The maritime shipping business model has evolved in recent years. Intensifying global competition, heightened macroeconomic volatility, stringent environmental regulations, stiffer capital access requirements, and a recurring pattern of black swan events have all eroded the foundation of the patient asset-play model. A new paradigm focused on generating more consistent returns by improving operational efficiency is gaining recognition as the industry’s future.


In acceptance of this new paradigm, owners of all sizes have accelerated their attempts to leverage more data throughout their operations. The result has been both an increase in the amount of data required from each vessel, as well as an increase in the number of stakeholders involved in evaluating fleet performance data. In many cases, companies have appointed a dedicated performance leader, or created entirely new performance teams.

But in the process of trying to improve operational efficiency, major decision-making challenges have hindered the ability of many teams to move the needle. The more that teams have tried to aggregate and analyze different types of data, the more they’ve discovered the challenges of establishing consistency across so many different data sets, as well as converting that disparate data into actionable insights. Data-intelligent decision-support is the critical missing piece in the process to achieving better commercial outcomes. This is precisely where a maritime-specific voyage performance software solution can play an invaluable role.


Given the unique nature of the maritime shipping business, and the robust capabilities required to convert better operations into higher returns, it is important to understand what this performance software should be able to tackle. The following essay unpacks the four key challenges that shipping businesses face in the process of taking a data-driven approach to improving operational efficiency, as well as how the right software will solve those problems in a way that translates into what most shipping companies desire — more profitable voyages and higher asset yield.

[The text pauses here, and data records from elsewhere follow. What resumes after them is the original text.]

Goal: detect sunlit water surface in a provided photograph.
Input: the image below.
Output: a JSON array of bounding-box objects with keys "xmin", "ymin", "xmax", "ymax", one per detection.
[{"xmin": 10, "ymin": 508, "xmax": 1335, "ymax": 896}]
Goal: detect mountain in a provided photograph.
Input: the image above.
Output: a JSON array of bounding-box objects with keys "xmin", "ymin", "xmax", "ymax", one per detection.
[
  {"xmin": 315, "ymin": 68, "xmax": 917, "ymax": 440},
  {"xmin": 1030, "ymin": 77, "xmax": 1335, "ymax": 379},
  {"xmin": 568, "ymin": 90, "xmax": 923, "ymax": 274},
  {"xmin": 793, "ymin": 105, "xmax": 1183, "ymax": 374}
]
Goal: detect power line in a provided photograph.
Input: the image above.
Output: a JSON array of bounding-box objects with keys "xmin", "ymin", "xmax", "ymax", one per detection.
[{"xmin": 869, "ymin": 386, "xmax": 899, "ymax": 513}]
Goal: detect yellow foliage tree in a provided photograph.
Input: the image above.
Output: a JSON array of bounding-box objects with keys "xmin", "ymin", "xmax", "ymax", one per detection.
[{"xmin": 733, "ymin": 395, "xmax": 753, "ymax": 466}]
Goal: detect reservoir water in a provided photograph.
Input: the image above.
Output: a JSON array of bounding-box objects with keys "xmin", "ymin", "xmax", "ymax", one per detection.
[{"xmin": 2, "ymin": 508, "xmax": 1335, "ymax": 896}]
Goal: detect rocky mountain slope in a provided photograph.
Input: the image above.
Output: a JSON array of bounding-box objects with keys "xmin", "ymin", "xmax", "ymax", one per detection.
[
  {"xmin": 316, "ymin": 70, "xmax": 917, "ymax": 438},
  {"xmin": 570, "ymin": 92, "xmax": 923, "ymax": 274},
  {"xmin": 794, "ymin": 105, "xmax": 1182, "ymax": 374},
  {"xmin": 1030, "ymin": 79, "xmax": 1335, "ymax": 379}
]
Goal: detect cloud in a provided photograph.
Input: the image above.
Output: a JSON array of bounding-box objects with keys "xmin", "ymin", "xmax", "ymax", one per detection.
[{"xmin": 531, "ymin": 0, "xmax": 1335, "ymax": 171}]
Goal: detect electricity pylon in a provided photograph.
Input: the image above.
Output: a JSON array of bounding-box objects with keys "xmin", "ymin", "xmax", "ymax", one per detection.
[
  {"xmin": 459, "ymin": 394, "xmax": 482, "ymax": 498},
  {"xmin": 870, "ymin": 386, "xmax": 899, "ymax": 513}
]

1. Better Performance Requires Unified Data Across Teams

A key pain point in the shipping industry is the operational inefficiency resulting from an inability to unify, standardize and evaluate data coming from the various systems used by different teams. Legacy software platforms are a big part of the challenge. Deployed during the first wave of shipping digitalization, these technical, weather-routing, operational, and commercial platforms were designed to address specific pain points related to the monitoring, navigating, tracking or fixing responsibilities of each individual unit. What they weren’t designed to do was interoperate with other point systems to facilitate greater transparency, and tighter cross-team data sharing. And the inefficiencies resulting from these disconnected systems can have a real financial consequence across major parts of the underlying business. For example:


Commercial teams routinely fix vessels using outdated Speed/Consumption curves due to lack of access to another team’s performance system, driving further uncertainty into the pre-voyage planning process — which can leak money.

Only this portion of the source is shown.